Chat
Ask me anything
Ithy Logo

Unlock Big Data Potential: Master SAS to Parquet Conversion on HDFS

Comprehensive guide to efficiently transform large SAS datasets into high-performance Parquet format for advanced analytics

large data files being converted from SAS to Parquet on Hadoop cluster

Key Approaches to Converting SAS Files to Parquet on HDFS

  • Apache Spark - Leverage distributed processing for seamless conversion of large SAS files
  • SAS-specific Tools - Utilize SAS Viya and custom steps for direct Parquet export
  • Programming Languages - Implement R and Python solutions for flexible conversion options

Using Apache Spark for SAS to Parquet Conversion

Apache Spark provides powerful distributed processing capabilities that make it ideal for handling large SAS files.
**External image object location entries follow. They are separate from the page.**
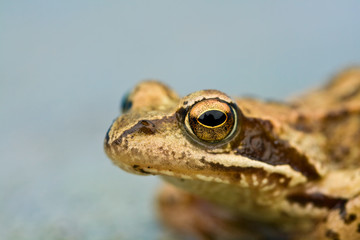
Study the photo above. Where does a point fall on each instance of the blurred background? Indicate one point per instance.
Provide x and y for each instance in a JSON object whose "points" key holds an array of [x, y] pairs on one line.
{"points": [[64, 66]]}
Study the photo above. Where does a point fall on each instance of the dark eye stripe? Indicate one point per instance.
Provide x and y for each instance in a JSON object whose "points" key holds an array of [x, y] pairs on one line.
{"points": [[212, 118]]}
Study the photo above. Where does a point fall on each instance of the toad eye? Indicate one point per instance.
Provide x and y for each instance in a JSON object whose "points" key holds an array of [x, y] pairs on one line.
{"points": [[126, 103], [211, 120]]}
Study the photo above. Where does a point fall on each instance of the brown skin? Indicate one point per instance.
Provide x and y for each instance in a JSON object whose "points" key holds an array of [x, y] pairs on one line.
{"points": [[284, 168]]}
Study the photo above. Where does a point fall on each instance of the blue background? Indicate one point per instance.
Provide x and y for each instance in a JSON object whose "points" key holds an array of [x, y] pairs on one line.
{"points": [[64, 66]]}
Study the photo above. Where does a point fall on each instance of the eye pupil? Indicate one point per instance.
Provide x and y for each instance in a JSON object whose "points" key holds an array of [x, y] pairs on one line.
{"points": [[126, 104], [212, 118]]}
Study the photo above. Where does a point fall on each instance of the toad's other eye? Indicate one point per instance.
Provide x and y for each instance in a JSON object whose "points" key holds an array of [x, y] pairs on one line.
{"points": [[126, 103], [211, 120]]}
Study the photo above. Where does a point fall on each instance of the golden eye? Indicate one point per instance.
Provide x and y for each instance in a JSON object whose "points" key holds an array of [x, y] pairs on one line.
{"points": [[211, 120]]}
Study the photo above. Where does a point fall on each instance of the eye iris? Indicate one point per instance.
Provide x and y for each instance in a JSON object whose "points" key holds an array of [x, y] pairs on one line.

The spark-sas7bdat library enables Spark to read SAS data directly and convert it to Parquet format.

Spark-SAS7BDAT Approach

The spark-sas7bdat library allows direct reading of SAS7BDAT files into Spark DataFrames:

from pyspark.sql import SparkSession

# Initialize Spark session
spark = SparkSession.builder.appName("SAS to Parquet").getOrCreate()

# Read SAS file using spark-sas7bdat
df = spark.read.format('com.github.saurfang.sas7bdat').load('path/to/local/file.sas7bdat')

# Write to Parquet format on HDFS
df.write.parquet('hdfs://path/to/hdfs/output.parquet')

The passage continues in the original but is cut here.